Wetlands are classified as an environment that is flooded by fairly shallow water, either seasonally or permanently, and feature a wide array of semi-aquatic and aquatic flora and fauna. These complex and diverse environments can encompass several familiar ecosystems found right here in Pennsylvania, including vernal pools, ponds, marshes, and swamps. Other environments classified as wetlands include bogs, swamps, mangroves, coral reefs, floodplains, and fen. The importance of these environments cannot be understated: they are not only hotspots of biodiversity, but they also maintain and regulate the sources of the Earth’s drinking water. Wetlands are seen as some of the most important environmental health indicators due to their interconnection: wetlands are often situated on porous sediment that filters down to groundwater tables and eventually the aquifers that hold over 95% of the Earth’s drinking water.
These wetlands serve many important functions, including groundwater replenishment, shoreline and storm protection, carbon processing and water purification, flood management and water storage. Many wetlands are critical life-stage habitats, serving as nurseries for thousands of species who leave their young to develop in the shallow, stable waters. In New England, seasonal vernal pools where thousands of amphibians and insects breed and incubate their young are drying up much faster due to climate change, crippling their development cycle and wiping out future generations. This causes a chain reaction of consequences, impacting their predators, the fauna that these species maintain, and the larger ecosystem’s reliance upon a complicated web of interdependent wildlife. Many species of birds, insects, mammals, and fish depend entirely upon wetlands for their entire lifecycles and are specifically evolved for their local hydrology. To understand the enormity of the biodiversity found in these ecosystems, one must only look to the Great Barrier Reef or the Amazon River Basin, both of which are classified as wetlands, and both of which are hotspots of global biodiversity.
Wetlands are particularly sensitive to human interference, and often are some of the first to suffer environmental degradation from wastewater pollution, real estate development, and exploitation of its flora and fauna. Over half of the wetlands in the lower 48 United States have been lost to development and human interference, and yearly an estimated additional 60,000 acres are damaged or destroyed. Rapid degradation of wetlands has rippling consequences that affect ecosystems many thousands of miles away: removing wetlands from inland environments creates vast ocean dead zones like the one we see in the Gulf of Mexico today. These dead zones are created by the poor quality of water that was once filtered and replenished by wetlands running straight into our seas, taking sediment and pollution with it. Wetlands serve as “natural infrastructure,” an intermediary between the water table and our oceans, making their destruction consequential for all habitats around the world.

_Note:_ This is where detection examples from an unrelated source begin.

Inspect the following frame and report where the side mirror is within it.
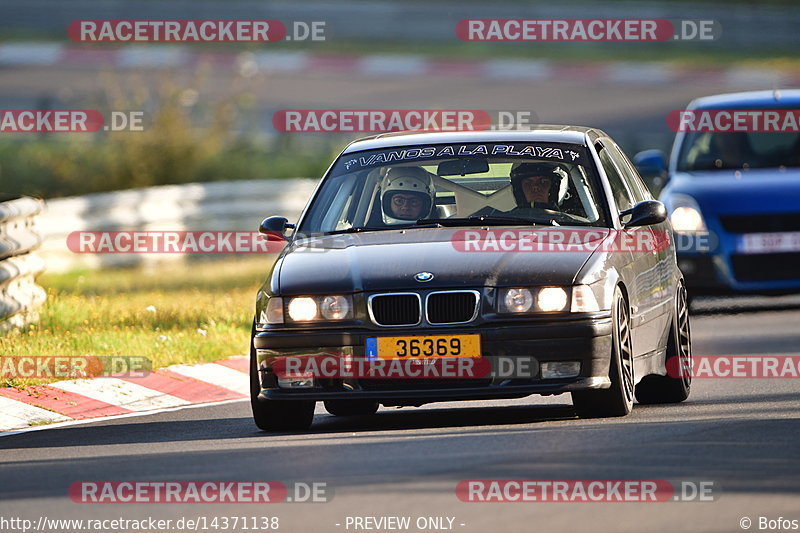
[619,200,667,228]
[258,217,294,241]
[633,150,667,178]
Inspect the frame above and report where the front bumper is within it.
[253,315,612,405]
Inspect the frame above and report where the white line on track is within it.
[0,398,248,438]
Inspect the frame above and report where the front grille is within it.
[369,293,420,326]
[426,291,478,324]
[719,213,800,233]
[731,253,800,281]
[358,378,492,391]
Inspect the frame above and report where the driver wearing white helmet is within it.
[381,167,436,225]
[511,162,569,211]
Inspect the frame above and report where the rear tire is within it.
[636,284,692,404]
[325,400,378,416]
[250,322,316,431]
[572,287,634,418]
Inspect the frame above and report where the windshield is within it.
[298,143,605,234]
[678,119,800,172]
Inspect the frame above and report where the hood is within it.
[661,168,800,215]
[273,226,608,296]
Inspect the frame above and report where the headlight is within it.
[287,295,353,322]
[289,296,317,322]
[669,194,707,233]
[319,296,350,320]
[669,206,706,233]
[500,289,533,313]
[498,287,569,313]
[536,287,567,312]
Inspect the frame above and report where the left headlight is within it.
[286,295,353,322]
[498,285,600,315]
[498,287,569,314]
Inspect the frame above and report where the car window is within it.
[678,116,800,171]
[596,143,633,211]
[298,143,606,234]
[612,145,653,202]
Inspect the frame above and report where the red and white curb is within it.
[0,356,250,432]
[0,42,800,88]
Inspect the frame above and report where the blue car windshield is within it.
[678,132,800,172]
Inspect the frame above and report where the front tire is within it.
[250,321,316,431]
[572,287,634,418]
[636,284,692,404]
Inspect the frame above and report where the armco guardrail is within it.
[0,196,46,331]
[0,0,800,49]
[40,178,317,272]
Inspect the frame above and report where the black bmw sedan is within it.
[250,126,691,430]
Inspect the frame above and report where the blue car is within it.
[634,90,800,296]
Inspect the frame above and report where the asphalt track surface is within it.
[0,297,800,533]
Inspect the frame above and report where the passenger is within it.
[381,167,436,224]
[511,163,568,211]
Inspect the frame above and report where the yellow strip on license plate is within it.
[367,335,481,359]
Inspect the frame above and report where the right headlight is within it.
[669,195,708,233]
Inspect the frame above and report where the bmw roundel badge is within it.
[414,272,433,283]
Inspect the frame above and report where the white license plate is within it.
[737,231,800,254]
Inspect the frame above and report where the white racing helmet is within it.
[381,167,436,224]
[511,161,569,206]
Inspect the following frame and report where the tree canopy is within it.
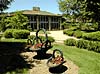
[6,11,28,29]
[0,0,14,11]
[58,0,100,22]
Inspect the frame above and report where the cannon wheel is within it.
[47,49,66,68]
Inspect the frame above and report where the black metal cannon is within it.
[47,49,66,68]
[26,29,52,56]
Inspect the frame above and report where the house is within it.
[22,7,62,30]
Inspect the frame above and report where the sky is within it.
[5,0,61,14]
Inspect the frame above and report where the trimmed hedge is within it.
[13,30,30,39]
[3,29,15,38]
[63,29,84,38]
[63,30,74,36]
[64,39,100,53]
[83,31,100,41]
[4,29,30,39]
[28,35,55,42]
[64,38,76,46]
[73,30,83,38]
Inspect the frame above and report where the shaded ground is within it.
[21,50,78,74]
[30,30,77,43]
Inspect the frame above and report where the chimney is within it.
[33,7,40,11]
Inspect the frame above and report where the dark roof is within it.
[22,10,62,16]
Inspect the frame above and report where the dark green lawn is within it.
[53,44,100,74]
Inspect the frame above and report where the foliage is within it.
[64,39,100,52]
[13,30,30,39]
[6,11,28,29]
[0,16,6,32]
[63,30,74,36]
[64,38,76,46]
[4,29,30,39]
[4,29,14,38]
[58,0,100,30]
[0,0,14,11]
[83,31,100,41]
[28,35,55,42]
[76,40,89,49]
[52,44,100,74]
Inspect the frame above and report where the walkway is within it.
[30,30,77,43]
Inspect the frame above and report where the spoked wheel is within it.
[47,49,66,67]
[30,37,43,51]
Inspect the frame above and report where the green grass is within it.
[0,38,27,42]
[4,68,29,74]
[53,44,100,74]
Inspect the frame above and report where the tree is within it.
[0,0,14,11]
[0,16,6,32]
[6,11,28,29]
[58,0,100,28]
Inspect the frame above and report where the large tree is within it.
[0,0,14,11]
[58,0,100,23]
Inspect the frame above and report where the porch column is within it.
[48,17,51,30]
[36,16,39,30]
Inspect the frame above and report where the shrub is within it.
[4,29,15,38]
[83,31,100,41]
[0,34,3,39]
[73,30,83,38]
[64,38,76,46]
[76,40,89,49]
[39,36,55,42]
[13,30,30,39]
[48,36,55,42]
[28,35,35,39]
[28,35,55,42]
[63,30,74,36]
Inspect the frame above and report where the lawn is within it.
[53,44,100,74]
[1,39,100,74]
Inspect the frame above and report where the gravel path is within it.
[27,30,79,74]
[21,50,79,74]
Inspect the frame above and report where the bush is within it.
[64,39,100,52]
[63,30,74,36]
[28,35,35,39]
[83,31,100,41]
[28,35,55,42]
[64,38,76,46]
[73,30,83,38]
[4,29,15,38]
[13,30,30,39]
[76,40,89,49]
[48,36,55,42]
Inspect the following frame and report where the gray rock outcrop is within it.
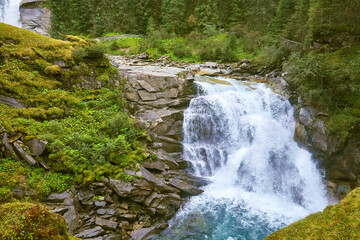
[20,0,51,36]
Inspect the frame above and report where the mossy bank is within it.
[266,188,360,240]
[0,24,146,201]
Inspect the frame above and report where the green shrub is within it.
[0,203,69,240]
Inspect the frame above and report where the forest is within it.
[48,0,360,138]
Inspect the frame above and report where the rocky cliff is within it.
[20,0,51,36]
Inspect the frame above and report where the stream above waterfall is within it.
[154,76,328,240]
[0,0,21,27]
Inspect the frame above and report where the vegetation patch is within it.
[266,188,360,240]
[0,24,147,199]
[0,203,69,240]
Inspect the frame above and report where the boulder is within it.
[138,90,157,101]
[47,190,71,203]
[197,68,221,76]
[0,95,26,108]
[142,160,169,172]
[170,178,204,196]
[75,226,105,238]
[2,132,19,161]
[137,80,156,93]
[13,142,37,166]
[20,0,51,36]
[205,62,219,68]
[24,137,48,156]
[130,224,168,240]
[96,208,116,216]
[110,178,136,198]
[299,108,313,127]
[139,52,150,59]
[63,206,80,234]
[140,167,174,192]
[95,217,119,230]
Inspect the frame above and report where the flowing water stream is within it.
[155,77,328,240]
[0,0,21,27]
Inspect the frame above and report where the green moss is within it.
[0,24,146,191]
[0,159,74,200]
[0,203,69,240]
[266,188,360,240]
[44,65,61,75]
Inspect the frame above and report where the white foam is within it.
[0,0,21,27]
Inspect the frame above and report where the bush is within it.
[0,203,69,240]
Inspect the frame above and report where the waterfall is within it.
[0,0,21,27]
[155,77,328,240]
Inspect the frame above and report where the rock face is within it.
[110,56,195,158]
[20,0,51,36]
[264,72,360,199]
[44,167,205,239]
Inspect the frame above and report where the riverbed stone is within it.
[75,226,105,238]
[138,90,157,101]
[170,178,204,196]
[24,137,48,156]
[95,217,119,230]
[131,224,168,240]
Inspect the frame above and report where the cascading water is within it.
[0,0,21,27]
[155,77,328,240]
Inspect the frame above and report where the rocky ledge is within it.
[44,166,206,240]
[20,0,51,36]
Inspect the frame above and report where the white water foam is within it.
[159,77,328,240]
[0,0,21,27]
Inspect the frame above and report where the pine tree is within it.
[161,0,186,33]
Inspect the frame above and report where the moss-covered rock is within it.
[0,203,69,240]
[0,23,146,191]
[266,188,360,240]
[45,65,61,75]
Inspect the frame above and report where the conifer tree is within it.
[161,0,186,33]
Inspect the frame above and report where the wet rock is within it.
[110,179,135,198]
[336,184,351,199]
[54,60,67,68]
[205,62,219,68]
[78,189,95,202]
[138,90,157,101]
[96,208,116,216]
[139,52,150,59]
[144,192,160,206]
[197,68,221,76]
[137,80,156,93]
[295,123,307,142]
[24,137,48,156]
[11,186,38,199]
[13,142,37,166]
[0,95,26,108]
[299,108,313,127]
[47,190,71,203]
[142,160,169,171]
[75,226,105,238]
[2,132,19,161]
[140,167,173,192]
[63,206,80,234]
[238,58,250,66]
[94,200,106,207]
[170,179,204,196]
[131,224,168,240]
[20,0,51,36]
[120,214,137,222]
[95,217,119,230]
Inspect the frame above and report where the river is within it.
[154,77,328,240]
[0,0,21,27]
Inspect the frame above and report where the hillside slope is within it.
[0,24,145,202]
[265,188,360,240]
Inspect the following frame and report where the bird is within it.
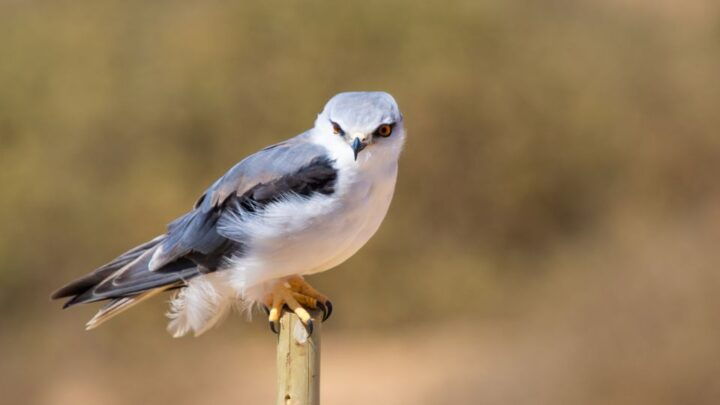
[51,91,406,337]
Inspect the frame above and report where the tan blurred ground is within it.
[0,0,720,405]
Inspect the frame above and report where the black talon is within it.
[317,301,327,322]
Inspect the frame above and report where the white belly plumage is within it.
[218,160,397,301]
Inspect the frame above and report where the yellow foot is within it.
[265,276,332,334]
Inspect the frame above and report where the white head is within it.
[315,91,405,163]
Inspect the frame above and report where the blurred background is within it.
[0,0,720,405]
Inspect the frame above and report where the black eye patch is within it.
[330,121,345,135]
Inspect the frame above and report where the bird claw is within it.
[317,300,332,322]
[263,276,333,335]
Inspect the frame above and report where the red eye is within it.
[375,124,392,137]
[330,121,345,135]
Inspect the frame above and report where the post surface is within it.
[276,311,322,405]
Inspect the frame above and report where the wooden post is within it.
[276,311,322,405]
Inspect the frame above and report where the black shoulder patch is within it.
[236,157,337,212]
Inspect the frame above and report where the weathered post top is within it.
[276,310,322,405]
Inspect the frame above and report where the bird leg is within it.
[264,276,332,334]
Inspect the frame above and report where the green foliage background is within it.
[0,0,720,403]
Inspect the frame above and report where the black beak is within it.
[350,138,367,160]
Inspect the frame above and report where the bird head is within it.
[315,92,405,161]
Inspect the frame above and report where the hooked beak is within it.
[350,138,367,160]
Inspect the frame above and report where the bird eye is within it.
[330,121,345,135]
[375,124,395,138]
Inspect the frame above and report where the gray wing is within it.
[150,134,336,271]
[52,134,337,307]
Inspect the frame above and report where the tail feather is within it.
[85,286,173,330]
[52,235,200,329]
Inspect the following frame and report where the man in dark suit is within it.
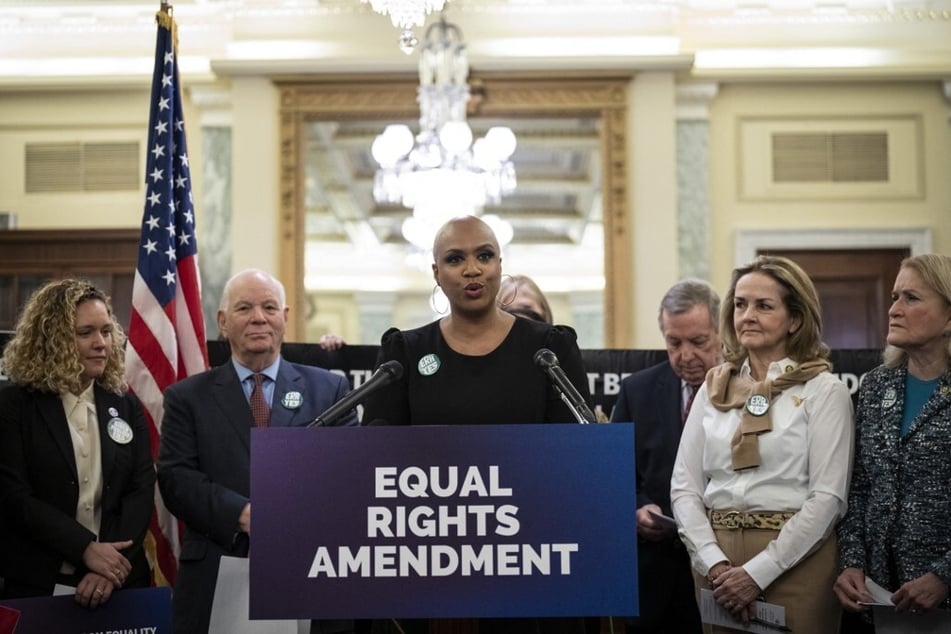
[158,269,358,634]
[611,279,720,634]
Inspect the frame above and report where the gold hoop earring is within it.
[499,273,518,309]
[429,284,449,315]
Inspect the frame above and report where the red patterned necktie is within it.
[680,385,699,424]
[251,374,271,427]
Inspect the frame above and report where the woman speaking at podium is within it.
[363,216,593,634]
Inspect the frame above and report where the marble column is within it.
[189,86,232,339]
[676,82,717,280]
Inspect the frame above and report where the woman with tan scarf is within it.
[671,256,853,634]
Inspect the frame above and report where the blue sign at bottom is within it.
[250,423,638,619]
[0,588,172,634]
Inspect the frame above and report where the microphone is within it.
[535,348,598,424]
[307,361,403,427]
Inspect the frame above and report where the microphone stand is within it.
[558,388,594,425]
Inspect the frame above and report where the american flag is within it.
[126,5,208,585]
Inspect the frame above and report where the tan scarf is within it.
[707,359,832,471]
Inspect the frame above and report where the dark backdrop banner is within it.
[0,331,882,416]
[208,341,881,417]
[250,421,638,619]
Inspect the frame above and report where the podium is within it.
[250,423,637,619]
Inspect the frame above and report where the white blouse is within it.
[670,359,854,589]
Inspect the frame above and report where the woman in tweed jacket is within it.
[835,255,951,612]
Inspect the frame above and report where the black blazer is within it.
[611,361,700,632]
[0,384,155,596]
[611,361,683,515]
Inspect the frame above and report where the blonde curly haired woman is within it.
[0,279,155,608]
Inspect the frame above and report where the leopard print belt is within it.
[710,511,795,531]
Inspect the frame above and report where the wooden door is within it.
[768,249,909,350]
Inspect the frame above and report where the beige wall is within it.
[0,87,201,229]
[710,82,951,290]
[0,79,951,348]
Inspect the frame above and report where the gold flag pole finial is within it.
[155,2,178,56]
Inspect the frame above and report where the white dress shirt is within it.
[670,359,853,589]
[60,383,102,574]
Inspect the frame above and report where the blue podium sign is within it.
[250,423,637,619]
[0,588,172,634]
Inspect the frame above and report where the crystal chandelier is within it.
[371,19,516,251]
[363,0,446,55]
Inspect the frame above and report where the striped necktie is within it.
[251,374,271,427]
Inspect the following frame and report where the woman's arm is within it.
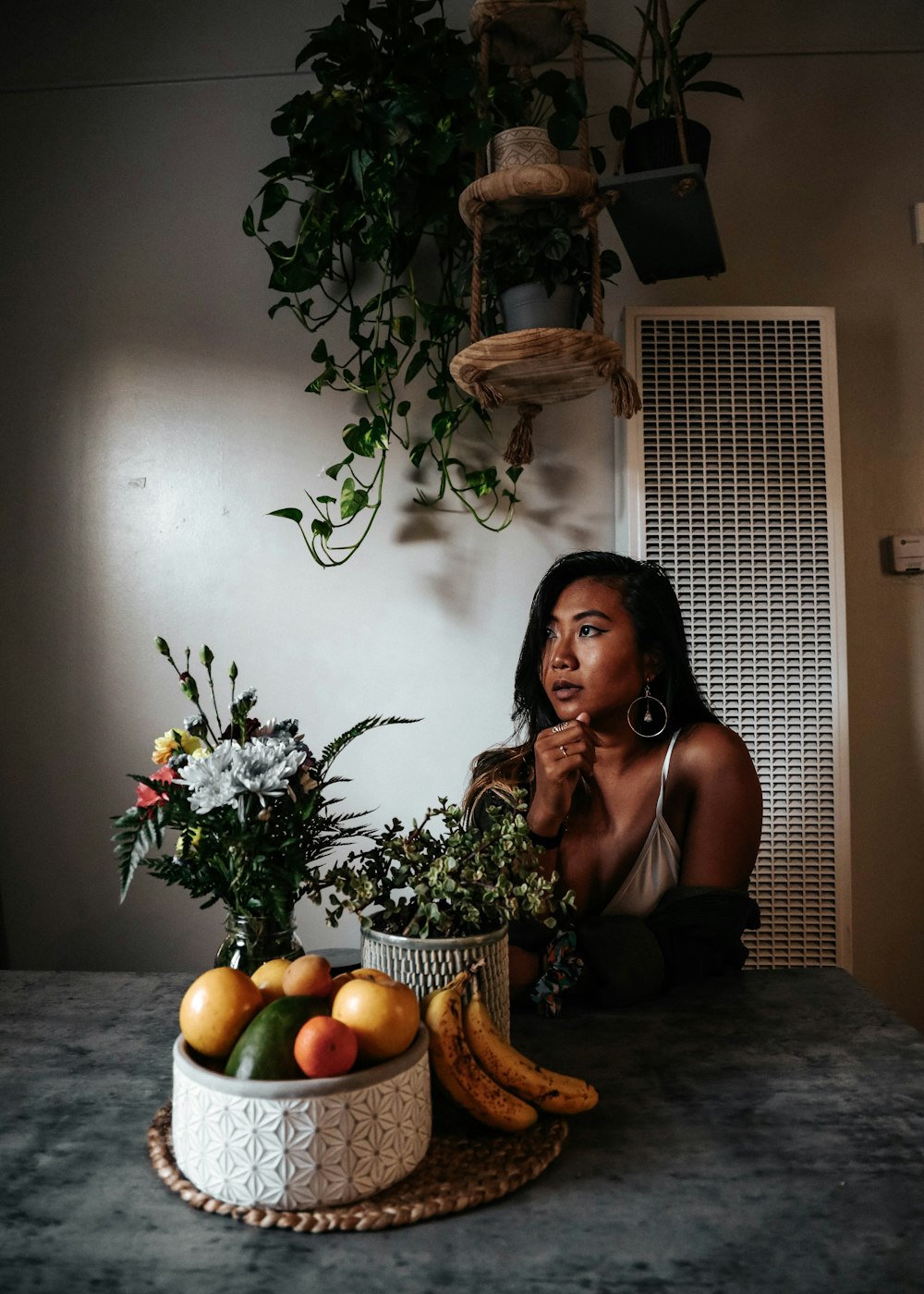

Wetlands are particularly delicate and extremely important to human survival: to our drinking water, the safety of our communities from erosion and floods, and natural regulation of our carbon emissions. Maintaining our wetlands is especially important as we reach a pivotal moment in the fight against climate change–conservation of natural carbon processors like wetlands must become a priority for mankind if we are to tackle global warming in the long term.